Business will realise that to make a profit you have to provide a service. Parasitism is NOT a service.
"It was when it stopped them from doing something that they started to get miffed"

Which is the whole point of DRM, after all...
Remember, *HE* made the list... He is the head of the Technology unit. It's just standard job preservation. He's hardly going to list 22 things that just use standard mp3 and find himself replace by an open source mp3 encoder is he!
Just like Sony tried to do, but had to stop because people stopped buying their product. If I find that there is any DRM on anything I buy, I return it, and make sure every one concerned knows why. If no one buys their crap, they will change their mind pretty darn quick.
I would to see David Hughes out of a job, and the doors locked on the Recording Industry Association of America. They are both as useless as teats on a boar hog.
A big guy in the Mafiaa dreams up a list of 22 ways to sell music, and 20 of them contain DRM, so DRM will come back ?
You really gotta stop snorting the white powder, chowderhead.

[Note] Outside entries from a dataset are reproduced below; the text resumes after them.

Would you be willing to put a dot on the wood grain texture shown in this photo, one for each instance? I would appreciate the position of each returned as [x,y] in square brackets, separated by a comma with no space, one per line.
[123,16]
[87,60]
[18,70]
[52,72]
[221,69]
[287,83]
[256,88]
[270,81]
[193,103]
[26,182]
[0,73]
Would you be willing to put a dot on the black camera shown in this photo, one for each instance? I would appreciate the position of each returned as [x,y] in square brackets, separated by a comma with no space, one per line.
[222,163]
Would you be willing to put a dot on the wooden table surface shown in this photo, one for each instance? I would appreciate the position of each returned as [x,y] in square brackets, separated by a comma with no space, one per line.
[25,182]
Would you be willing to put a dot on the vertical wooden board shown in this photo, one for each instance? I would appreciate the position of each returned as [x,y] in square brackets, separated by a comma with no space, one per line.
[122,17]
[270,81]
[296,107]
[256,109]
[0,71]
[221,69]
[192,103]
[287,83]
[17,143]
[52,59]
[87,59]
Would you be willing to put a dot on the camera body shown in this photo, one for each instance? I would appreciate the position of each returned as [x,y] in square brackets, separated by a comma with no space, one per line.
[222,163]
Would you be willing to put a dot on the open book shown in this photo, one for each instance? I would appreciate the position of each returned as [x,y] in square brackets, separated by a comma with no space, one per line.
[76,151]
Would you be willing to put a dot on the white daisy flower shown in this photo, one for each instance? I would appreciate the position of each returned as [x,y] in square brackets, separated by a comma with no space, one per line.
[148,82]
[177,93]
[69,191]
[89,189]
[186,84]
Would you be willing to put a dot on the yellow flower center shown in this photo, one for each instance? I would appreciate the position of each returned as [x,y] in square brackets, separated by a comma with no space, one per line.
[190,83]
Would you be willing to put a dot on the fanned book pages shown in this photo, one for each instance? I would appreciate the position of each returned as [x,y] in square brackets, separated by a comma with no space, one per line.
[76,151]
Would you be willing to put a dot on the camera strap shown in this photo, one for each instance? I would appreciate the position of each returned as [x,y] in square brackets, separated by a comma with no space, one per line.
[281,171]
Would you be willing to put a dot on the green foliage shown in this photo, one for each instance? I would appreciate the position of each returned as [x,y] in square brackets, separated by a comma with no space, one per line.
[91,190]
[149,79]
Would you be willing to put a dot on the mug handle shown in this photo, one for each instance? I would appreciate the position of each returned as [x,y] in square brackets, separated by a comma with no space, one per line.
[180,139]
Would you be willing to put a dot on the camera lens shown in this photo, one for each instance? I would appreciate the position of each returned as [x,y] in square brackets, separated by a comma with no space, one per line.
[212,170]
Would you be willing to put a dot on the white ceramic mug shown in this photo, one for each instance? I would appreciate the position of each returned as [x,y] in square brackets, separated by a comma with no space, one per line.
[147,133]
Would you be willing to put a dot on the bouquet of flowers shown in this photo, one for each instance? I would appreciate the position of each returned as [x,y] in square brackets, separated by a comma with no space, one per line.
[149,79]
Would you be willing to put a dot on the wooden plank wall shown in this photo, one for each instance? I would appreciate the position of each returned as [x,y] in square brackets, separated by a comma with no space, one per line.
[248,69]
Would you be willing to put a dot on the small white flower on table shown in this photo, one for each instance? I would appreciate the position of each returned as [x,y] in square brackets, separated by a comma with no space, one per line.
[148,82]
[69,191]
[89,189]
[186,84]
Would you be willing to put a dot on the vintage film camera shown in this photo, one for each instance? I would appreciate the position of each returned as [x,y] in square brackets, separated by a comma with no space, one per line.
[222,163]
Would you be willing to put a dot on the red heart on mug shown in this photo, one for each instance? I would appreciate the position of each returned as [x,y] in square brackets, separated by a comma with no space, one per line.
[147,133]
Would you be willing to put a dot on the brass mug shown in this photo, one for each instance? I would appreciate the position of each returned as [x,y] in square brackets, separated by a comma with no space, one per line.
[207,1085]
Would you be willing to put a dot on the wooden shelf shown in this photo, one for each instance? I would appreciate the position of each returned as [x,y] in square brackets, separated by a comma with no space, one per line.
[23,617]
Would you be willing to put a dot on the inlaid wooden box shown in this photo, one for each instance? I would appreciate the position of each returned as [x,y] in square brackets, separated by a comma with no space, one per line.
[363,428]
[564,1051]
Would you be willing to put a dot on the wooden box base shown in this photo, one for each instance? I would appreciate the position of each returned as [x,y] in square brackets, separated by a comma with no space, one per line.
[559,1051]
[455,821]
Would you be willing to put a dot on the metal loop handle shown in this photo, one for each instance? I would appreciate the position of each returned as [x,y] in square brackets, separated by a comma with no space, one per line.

Only the clueless users accept something with DRM in it, and only until that DRM bites them in the rear (which it will do, inevitably), at which point they wake up and realize that Digital Restriction Management is NOT their friend and they avoid it from that point on.
Entertainment will be user-friendly, with or without the RIAA/MPAA.
Did he happen to mention that one of the two DRM-free methods is the CD, on which more music has been sold than on any other format?